Babak Jalali’s “Radio Dreams” takes place on a very big day for a tiny Farsi-language radio station that operates out of San Francisco. Metallica is expected to show up, at some point, and the different people in control of the station want to make sure that people tuning in beforehand hear the best version of PARS-FM possible. The director of programming, (Mohsen Namjoo’s Hamid, with a mushroom cloud of grey hair) insists on segments that include grave, gorgeous poetry and features about monkeys in space. An opposing figurehead (Boshra’s Dastournezhad’s Maral) prefers advertisements and interviews with their sponsors. Both Hamid and Maral even have their own sullen keyboardists that they throw on the air for their clashing causes, which might be one of the biggest jokes in this otherwise very dry comedy. Meanwhile, a rock band named Kabul Dreams (a real one who lays claim to being “the first rock band of Afghanistan”) prepares to jam with Metallica, an act Hamid passionately says will be a uniting of Afghanistan and America post-9/11.
The movie is of note for being the second by Iranian-British writer/director Babak Jalali, whose 2009 debut “Frontier Blues” is worth the hunt, especially for fans of dry comedy and precise world cinema. “Radio Dreams” creates a striking contrast with “Frontier Blues”: if Jalali guided that extremely composed little story about different lives in Turkmenistan with his intellect, “Radio Dreams” is an example of both the compelling passion and polarizing fallibility that can arise when a director works primarily from the heart.

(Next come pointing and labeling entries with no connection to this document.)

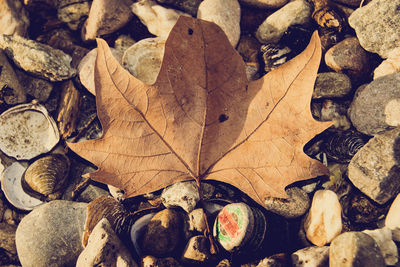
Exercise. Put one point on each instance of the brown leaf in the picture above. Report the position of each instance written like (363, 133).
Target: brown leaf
(202, 119)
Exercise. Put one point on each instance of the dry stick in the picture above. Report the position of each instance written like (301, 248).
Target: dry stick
(207, 232)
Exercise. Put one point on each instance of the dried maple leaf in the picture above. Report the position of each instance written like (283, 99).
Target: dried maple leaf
(202, 119)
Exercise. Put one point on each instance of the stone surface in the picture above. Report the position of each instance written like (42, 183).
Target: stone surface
(374, 170)
(196, 250)
(383, 238)
(390, 65)
(143, 59)
(86, 68)
(224, 13)
(163, 233)
(296, 205)
(181, 194)
(105, 249)
(38, 59)
(353, 249)
(74, 12)
(380, 100)
(105, 17)
(323, 222)
(51, 234)
(158, 19)
(13, 18)
(272, 29)
(187, 6)
(267, 4)
(377, 26)
(11, 90)
(331, 85)
(348, 57)
(311, 257)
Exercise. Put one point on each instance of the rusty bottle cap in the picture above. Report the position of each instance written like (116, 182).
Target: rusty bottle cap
(239, 227)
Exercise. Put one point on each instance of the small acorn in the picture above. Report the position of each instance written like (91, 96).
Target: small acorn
(45, 178)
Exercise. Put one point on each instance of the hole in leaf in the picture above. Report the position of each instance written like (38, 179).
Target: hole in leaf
(223, 118)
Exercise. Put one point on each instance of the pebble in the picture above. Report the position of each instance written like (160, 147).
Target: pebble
(355, 249)
(143, 59)
(187, 6)
(272, 29)
(38, 59)
(265, 4)
(37, 88)
(163, 233)
(377, 26)
(86, 68)
(390, 65)
(380, 100)
(311, 257)
(295, 206)
(13, 18)
(181, 194)
(348, 57)
(74, 13)
(105, 17)
(10, 87)
(159, 20)
(196, 250)
(105, 249)
(224, 13)
(196, 220)
(374, 168)
(331, 85)
(323, 222)
(383, 238)
(51, 234)
(392, 220)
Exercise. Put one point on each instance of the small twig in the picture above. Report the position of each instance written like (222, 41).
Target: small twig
(207, 232)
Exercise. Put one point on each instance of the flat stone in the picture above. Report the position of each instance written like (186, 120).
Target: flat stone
(383, 238)
(355, 249)
(181, 194)
(163, 233)
(374, 169)
(272, 29)
(10, 87)
(159, 20)
(13, 18)
(36, 58)
(331, 85)
(295, 206)
(348, 57)
(143, 59)
(311, 257)
(380, 100)
(377, 26)
(224, 13)
(105, 17)
(51, 234)
(105, 249)
(324, 220)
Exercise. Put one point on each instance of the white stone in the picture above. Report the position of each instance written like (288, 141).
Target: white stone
(392, 220)
(224, 13)
(272, 29)
(143, 59)
(383, 238)
(104, 249)
(324, 221)
(181, 194)
(86, 68)
(390, 65)
(159, 20)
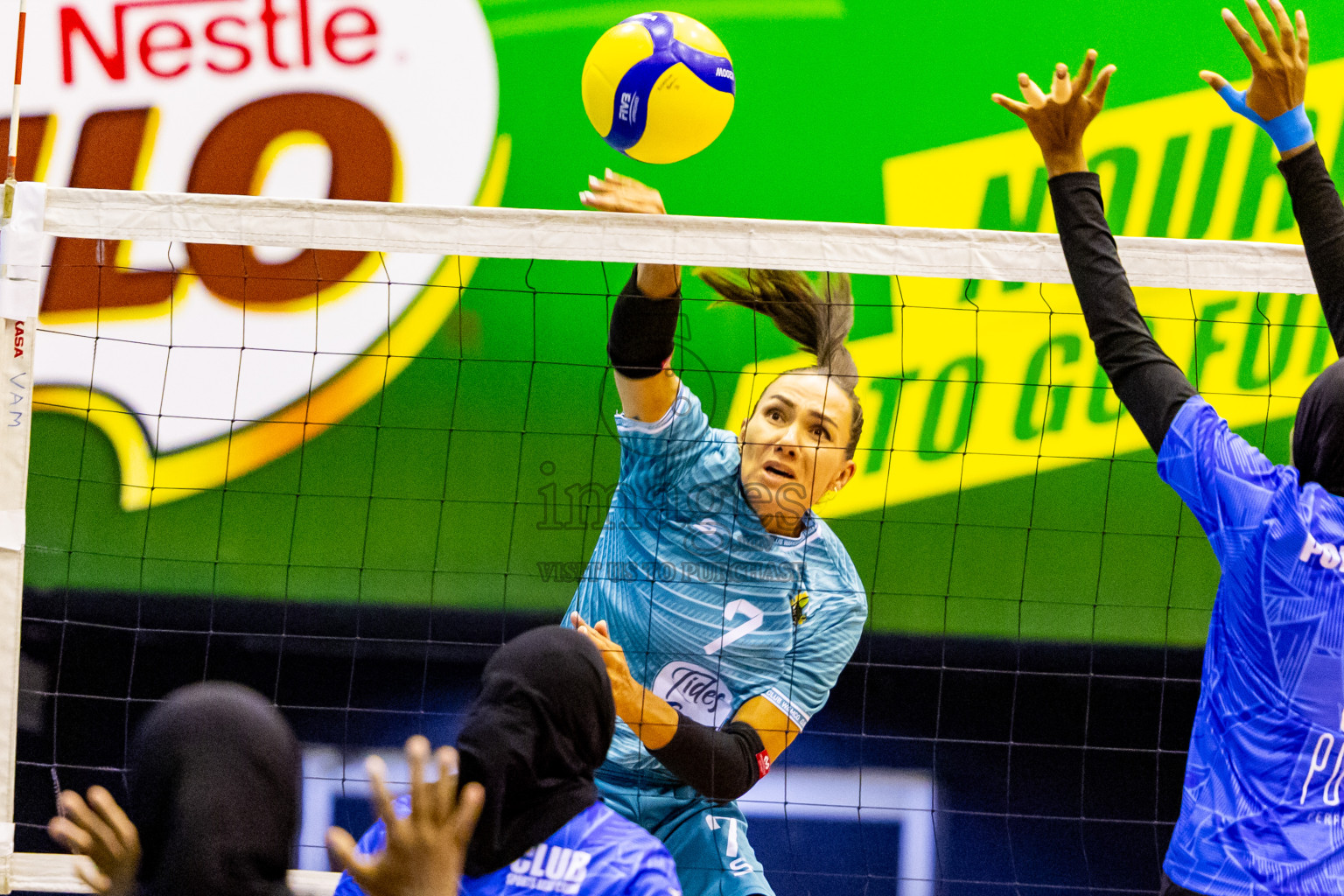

“Frontier Blues” and “Radio Dreams” speak to each other in a curious way. The former ends with a man practicing English with hopes of going to a place with more opportunity; “Radio Dreams” begins with the voice of a man asking himself about America, “Am I going there to become a mute?” Words have huge value in this movie, with Jalali spending time to play out Hamid’s poetic radio segments (a story about a woman and a penguin in her backyard gets five minutes and accompanying random footage of Kabul Dreams sitting in a car), and the question of America’s opportunity is always in the air. In a too-obvious interview segment with Kabul Dreams that Jalali refers to every now and then, the band speaks about why their rock music is important, and what America signifies to them: “There are no limitations in doing something here.” There are even long takes of people talking that are filmed with characters barely captured in the corner frames. Like how the film paints a clever picture of art vs. commerce using radio programming but doesn’t take any stance on it, it can be off-putting at the very least. But “Radio Dreams,” as it expresses the lives of people who look for opportunity and lack thereof in America, always comes back to the importance of the characters’ words: that they are said, and that they are heard.
While it can seem empty or erratic at some points, it’s best to view “Radio Dreams” as the story of the artist as director of programming for a radio station, who has a dream of using culture to unite the world. In one of the film’s more lively scenes, he talks about wanting to unite political leaders with music, with a type of festival that seems like a sad pipe dream. But with one of the most, if not the only electric performance in this droll movie, Namjoo conveys this all with equal sincerity and desperation in his voice. Working with undoubtedly his loudest character yet, Jalali cares deeply for Hamid’s emotions and it leads to a few missteps: a low-fi dream sequence featuring Hamid wandering the streets of San Francisco, only to see a woman singing “Ave Maria,” is one of the film’s more glaring rough draft ideas.
As everyone waits for this heavy metal Godot, “Radio Dreams” gets tangled up with Jalali’s desire to capture such tediousness. It can seem even slower whenever it has viewers adjusting their expectations for a very dry workplace comedy, as it does in a few flat sequences involving blank-faced interns wrestling. And yet, Jalali is clearly not interested in narrative conflicts bigger than a lack of instruments for a jam session with Metallica, to name one strand that goes on and on with not enough tension. He continues to be an interesting filmmaker, but I think once he gets his cinematic sensibilities more in tune with his words, he could be a great one.